Polyelectrolytes in electric fields: Measuring the dynamical effective charge and effective friction

TL;DR

This study uses coarse-grained molecular dynamics to analyze the electrophoretic behavior of polyelectrolytes, introducing novel estimators for effective charge and friction, and demonstrating agreement with experimental data.

Contribution

It presents new estimators for the dynamical effective charge and friction of polyelectrolytes, validated against experiments, highlighting the importance of hydrodynamic interactions in modeling.

Findings

Excellent agreement between simulations and experiments when hydrodynamics are included.

Complete agreement between static and dynamic estimators of effective charge.

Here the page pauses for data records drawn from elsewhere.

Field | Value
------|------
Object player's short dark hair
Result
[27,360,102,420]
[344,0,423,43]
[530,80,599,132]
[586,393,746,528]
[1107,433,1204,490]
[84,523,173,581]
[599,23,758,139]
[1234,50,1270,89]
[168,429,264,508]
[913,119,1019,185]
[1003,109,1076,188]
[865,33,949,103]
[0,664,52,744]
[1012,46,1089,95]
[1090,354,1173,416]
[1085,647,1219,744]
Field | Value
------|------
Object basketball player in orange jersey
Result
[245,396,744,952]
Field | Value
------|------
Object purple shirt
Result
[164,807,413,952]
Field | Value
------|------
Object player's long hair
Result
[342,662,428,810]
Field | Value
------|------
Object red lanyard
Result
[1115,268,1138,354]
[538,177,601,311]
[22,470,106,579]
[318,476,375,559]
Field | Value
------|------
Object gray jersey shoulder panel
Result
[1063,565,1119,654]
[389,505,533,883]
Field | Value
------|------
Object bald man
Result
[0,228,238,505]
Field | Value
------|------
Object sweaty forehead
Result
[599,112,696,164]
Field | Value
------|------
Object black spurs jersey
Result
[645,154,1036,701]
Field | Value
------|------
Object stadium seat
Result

Identification of a hydrodynamic screening length affecting mobility.

Abstract

We use a coarse-grained molecular dynamics model to study the electrophoretic behaviour of flexible polyelectrolyte chains. We first characterize the static properties of the model with respect to the chain length, the polyelectrolyte concentration, additional salt and the influence of an applied external field. Next we investigate the dynamic behaviour in the oligomer range and compare to data obtained by two different experimental methods, namely capillary electrophoresis and PFG-NMR. We find excellent agreement of experiments and simulations when hydrodynamic interactions are accounted for in the simulations. We then present novel estimators for the dynamical effective charge during free solution electrophoresis and compare them to static estimators. We find complete agreement between the static and the dynamic estimators. We further evaluate the scaling behaviour of the effective friction of the polyelectrolyte-counterion complex with the surrounding fluid. We identify a hydrodynamic screening length beyond which the friction during electrophoresis is linear depending on the chain length resulting in a constant mobility for long polyelectrolyte chains. Our results show a convincing agreement with experimental data and demonstrate that it is possible to model dynamic behaviour of polyelectrolytes using coarse grained models, provided they include the effects of hydrodynamical interactions.